Сидят зверушки на ветках, теснятся кучками на островках. Другие, маленькие, куда-то плывут. И больше бывают звери: плывут лоси, медведи, волки, а все ведут себя, как маленькие испуганные дети.

Рядом, видишь, плывут злейшие враги: лесная куница и белка, и хищнице-кунице и в голову не приходит схватить свою белку, и кажется, у всех этих зверей, больших и малых зверушек, одна какая-то рождается общая мысль или чувство, вроде как бы каждый твердил:

«Чур меня!»

Только это одно они чувствуют, и оттого никогда в такой беде не кусаются.

Бывало и с нами в такое время во время весеннего потопа на охоте: товарищ привезет тебя на какой-нибудь островок с кустарниками. Тут свяжешь кусты вроде шалаша, чтобы в нем укрыться, устроишься. Мы сговариваемся: после охоты он заедет за тобой.

И остаешься один, конечно, еще в полной темноте. В это время потопа счастливы только птицы да охотники. Плывут, конечно, не одни только крупные животные, плывут миллионы миллионов всяких блошек и вошек. А на берегах островков, как ни в чем не бывало, бегают проворные трясогузки и встречают гостей этих: разных жучков и блошек.

Какое бедствие всем этим насекомым и какая потеха трясогузкам: вот наклюются, вот им истинный пир на весь мир!

А какое раздолье на разливах водоплавающим птицам всех пород – уткам, гусям, лебедям! Сидишь сам в шалаше и на глазах у тебя твоя же подсадная утка из серой делается черной: это плывут массами всякие жучки, блошки и вошки, принимая птицу за остров спасения, лезут на них.

Тут-то вот во время величайшего бедствия зверей и насекомых со всей страстью разгорается птичья любовь и свобода. Вот, может быть, откуда и взялось у нас всех почитание крылатых существ, как посланников небесных: какие они счастливые!

А может быть, и так надо понять, что и в нашей человеческой природе есть какие-то скрытые, крылышки, и оттого каждому хочется полететь, иной раз даже чувствуешь на плечах место прикрепления крыльев, вроде как бы тут чешется, иной раз во сне так явственно все мы летаем.

Не из этого ли чувства свободы крылатой выходим и мы, природные страстные охотники? А то откуда же взялось это чувство радости у охотников, такой ощутимой?

Так вот едешь на лодочке ночью в сырости, а иногда даже и зябнешь, дрожишь от холода, а за спиной каждое перышко на своих крыльях трепещет от радости. Встречаешь рассвет с ружьем в руке на своем островке.

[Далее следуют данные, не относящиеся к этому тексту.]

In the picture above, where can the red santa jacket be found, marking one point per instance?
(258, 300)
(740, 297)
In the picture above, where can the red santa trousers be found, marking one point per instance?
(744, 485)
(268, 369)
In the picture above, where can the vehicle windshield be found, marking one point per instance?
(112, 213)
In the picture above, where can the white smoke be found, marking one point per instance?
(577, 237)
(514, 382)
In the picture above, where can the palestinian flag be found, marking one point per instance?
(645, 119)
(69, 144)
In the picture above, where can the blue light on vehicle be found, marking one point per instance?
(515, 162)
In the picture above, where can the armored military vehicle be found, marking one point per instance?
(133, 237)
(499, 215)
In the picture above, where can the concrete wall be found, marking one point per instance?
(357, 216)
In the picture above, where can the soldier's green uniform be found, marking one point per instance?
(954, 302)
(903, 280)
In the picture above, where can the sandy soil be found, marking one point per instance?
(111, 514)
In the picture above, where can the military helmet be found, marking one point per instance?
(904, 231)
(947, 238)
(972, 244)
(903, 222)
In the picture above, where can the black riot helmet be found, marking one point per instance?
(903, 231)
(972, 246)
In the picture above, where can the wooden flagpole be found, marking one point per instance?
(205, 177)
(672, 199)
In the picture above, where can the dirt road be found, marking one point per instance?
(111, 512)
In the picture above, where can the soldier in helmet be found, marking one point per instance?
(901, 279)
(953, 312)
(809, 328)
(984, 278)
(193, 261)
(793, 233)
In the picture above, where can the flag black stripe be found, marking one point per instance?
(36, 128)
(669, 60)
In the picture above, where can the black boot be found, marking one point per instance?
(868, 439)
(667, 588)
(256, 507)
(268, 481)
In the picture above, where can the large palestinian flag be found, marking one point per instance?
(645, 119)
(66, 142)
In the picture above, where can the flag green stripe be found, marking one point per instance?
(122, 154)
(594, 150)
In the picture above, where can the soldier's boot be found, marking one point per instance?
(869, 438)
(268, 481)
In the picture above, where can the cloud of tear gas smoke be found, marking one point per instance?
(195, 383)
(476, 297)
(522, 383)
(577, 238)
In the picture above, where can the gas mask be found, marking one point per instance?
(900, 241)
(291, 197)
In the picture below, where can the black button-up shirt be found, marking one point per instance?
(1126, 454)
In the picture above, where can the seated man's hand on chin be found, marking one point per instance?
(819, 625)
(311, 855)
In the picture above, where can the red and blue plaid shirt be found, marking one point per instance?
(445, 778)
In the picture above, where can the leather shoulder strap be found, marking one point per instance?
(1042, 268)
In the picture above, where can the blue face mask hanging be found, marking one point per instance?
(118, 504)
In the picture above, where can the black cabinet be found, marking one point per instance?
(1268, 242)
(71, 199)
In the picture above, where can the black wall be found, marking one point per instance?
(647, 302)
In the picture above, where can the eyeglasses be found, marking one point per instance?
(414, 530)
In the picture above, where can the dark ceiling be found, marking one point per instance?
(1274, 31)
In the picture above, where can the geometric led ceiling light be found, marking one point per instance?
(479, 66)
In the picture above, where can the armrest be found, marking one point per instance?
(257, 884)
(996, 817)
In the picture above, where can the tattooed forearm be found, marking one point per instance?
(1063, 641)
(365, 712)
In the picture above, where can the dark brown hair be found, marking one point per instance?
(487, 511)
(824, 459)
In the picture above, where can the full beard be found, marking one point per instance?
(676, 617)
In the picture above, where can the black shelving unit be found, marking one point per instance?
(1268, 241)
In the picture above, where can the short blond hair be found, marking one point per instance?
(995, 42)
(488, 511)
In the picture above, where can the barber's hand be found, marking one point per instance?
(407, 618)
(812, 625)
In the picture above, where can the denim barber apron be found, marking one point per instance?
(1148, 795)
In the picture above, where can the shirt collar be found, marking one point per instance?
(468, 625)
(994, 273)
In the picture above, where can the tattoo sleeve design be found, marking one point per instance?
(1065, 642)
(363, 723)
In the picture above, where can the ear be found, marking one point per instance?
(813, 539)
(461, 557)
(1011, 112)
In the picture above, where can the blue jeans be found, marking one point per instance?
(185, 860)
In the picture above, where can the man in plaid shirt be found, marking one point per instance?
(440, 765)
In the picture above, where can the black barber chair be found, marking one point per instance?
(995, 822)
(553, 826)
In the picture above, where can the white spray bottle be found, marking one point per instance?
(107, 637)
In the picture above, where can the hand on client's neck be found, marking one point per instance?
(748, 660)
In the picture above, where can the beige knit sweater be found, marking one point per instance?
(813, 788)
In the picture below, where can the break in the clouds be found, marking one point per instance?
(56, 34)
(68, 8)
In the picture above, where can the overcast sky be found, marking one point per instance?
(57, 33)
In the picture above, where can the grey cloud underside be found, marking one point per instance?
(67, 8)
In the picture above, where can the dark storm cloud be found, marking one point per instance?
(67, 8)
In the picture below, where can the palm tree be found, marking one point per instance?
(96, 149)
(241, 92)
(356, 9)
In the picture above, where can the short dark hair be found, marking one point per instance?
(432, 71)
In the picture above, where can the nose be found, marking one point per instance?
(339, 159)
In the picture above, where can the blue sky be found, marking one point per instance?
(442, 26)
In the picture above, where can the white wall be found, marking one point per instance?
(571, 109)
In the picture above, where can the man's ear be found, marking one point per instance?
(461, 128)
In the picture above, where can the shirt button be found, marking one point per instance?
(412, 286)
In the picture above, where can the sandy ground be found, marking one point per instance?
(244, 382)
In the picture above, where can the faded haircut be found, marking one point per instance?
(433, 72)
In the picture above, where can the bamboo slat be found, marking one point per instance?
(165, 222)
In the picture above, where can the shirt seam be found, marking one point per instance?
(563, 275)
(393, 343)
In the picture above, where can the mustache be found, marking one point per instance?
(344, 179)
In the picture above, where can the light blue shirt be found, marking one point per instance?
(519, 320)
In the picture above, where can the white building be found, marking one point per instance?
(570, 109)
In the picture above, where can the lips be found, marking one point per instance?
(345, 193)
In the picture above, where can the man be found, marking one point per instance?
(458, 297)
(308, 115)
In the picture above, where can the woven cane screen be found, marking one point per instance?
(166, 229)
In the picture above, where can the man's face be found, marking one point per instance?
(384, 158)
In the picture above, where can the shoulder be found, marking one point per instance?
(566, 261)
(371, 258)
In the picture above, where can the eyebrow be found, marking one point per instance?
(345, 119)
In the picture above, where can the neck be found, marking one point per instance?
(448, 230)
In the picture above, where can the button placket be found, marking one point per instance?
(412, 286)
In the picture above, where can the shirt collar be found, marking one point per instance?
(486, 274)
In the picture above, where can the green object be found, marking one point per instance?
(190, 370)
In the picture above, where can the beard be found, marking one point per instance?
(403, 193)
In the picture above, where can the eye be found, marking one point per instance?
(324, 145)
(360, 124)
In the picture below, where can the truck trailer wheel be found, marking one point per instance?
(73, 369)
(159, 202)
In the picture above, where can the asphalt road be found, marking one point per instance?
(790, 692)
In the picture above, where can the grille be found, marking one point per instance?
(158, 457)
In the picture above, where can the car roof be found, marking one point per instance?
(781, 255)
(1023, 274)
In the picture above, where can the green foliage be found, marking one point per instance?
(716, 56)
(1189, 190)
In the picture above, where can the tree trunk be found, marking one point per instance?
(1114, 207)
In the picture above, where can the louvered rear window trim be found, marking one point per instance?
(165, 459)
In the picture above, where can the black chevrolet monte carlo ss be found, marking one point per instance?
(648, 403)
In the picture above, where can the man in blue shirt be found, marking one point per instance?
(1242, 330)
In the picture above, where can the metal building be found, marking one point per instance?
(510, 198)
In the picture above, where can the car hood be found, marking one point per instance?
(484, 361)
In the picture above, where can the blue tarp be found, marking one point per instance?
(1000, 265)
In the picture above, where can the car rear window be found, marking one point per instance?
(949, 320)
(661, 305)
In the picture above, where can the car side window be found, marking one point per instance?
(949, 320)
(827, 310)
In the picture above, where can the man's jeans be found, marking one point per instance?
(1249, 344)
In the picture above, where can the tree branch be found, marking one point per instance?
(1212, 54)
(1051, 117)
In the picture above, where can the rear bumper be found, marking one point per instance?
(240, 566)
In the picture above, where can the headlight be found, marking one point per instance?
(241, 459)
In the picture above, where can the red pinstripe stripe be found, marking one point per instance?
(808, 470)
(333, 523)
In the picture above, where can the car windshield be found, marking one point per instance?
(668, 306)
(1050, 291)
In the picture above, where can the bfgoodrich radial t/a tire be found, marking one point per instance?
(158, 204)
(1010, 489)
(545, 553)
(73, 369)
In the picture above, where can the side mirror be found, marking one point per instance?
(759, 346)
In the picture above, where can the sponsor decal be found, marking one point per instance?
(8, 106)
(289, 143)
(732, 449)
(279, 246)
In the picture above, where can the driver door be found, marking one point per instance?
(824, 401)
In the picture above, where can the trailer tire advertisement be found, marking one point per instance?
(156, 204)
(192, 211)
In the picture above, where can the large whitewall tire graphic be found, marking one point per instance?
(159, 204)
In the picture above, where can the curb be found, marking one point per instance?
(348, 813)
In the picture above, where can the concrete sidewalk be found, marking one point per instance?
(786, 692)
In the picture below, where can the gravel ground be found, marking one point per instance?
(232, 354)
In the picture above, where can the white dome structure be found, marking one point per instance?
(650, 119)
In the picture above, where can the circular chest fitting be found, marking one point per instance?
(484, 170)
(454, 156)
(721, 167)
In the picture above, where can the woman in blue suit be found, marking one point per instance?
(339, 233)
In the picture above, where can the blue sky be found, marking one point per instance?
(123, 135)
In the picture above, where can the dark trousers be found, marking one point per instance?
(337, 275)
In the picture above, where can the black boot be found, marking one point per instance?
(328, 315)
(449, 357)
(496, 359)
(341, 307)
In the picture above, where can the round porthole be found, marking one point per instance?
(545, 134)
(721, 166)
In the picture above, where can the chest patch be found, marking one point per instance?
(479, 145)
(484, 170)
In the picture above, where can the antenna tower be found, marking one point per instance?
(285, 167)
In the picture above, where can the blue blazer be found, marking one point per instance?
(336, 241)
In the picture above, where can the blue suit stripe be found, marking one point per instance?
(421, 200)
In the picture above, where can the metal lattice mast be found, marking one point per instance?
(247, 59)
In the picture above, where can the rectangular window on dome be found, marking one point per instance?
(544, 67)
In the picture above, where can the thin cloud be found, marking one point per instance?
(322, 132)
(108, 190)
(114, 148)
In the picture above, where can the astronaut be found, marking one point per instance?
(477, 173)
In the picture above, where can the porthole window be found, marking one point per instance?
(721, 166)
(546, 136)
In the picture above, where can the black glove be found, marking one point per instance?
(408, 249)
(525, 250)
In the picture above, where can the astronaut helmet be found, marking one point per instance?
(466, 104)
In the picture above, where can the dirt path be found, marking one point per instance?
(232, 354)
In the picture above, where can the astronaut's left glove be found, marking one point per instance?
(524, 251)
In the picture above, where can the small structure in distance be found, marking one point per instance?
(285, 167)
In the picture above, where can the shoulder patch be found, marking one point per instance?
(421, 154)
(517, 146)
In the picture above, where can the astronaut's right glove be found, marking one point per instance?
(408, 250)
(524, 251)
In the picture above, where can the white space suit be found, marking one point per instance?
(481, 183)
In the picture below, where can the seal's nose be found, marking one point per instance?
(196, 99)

А между тем потеплело, и вода, быстро стала прибавляться. Вот и самому заметно на рассвете, что, когда садился ночью, вокруг шалаша был большой темный круг земли, а теперь остается он всей этой земли пятачок. Конечно, очень не хочется расставаться с крыльями радости, думаешь – товарищ, конечно, устроился где-нибудь тут близко тоже на островке, и он по себе поймет: когда вода сильно прибавится – он за тобой и приедет.

Успокаивать себя можно разными мыслями, а вода неумолимо, неминуемо, вода сама по себе, по своим правилам потихонечку все ползет и ползет и вот уже пятачок мой скрылся, подходит уже вода к сапогам, и от всей великой радости жизни крылатой остается радость одна, что сапоги-то все-таки резиновые и высокие!

Мало-помалу становится так, что и глаз не, можешь оторвать от воды, и тут-то вот начинаешь понимать этих плывущих к тебе мышей, взлезающих на ветки твоего шалаша водяных крыс, и кажется тогда, все они шепчут неумолимой воде:

«Чур меня!»

Вдруг подсадная утка взялась, весь расписанный яркими красками селезень шлепнулся на воду, за спиной у себя опять взметнулись крылья свободы…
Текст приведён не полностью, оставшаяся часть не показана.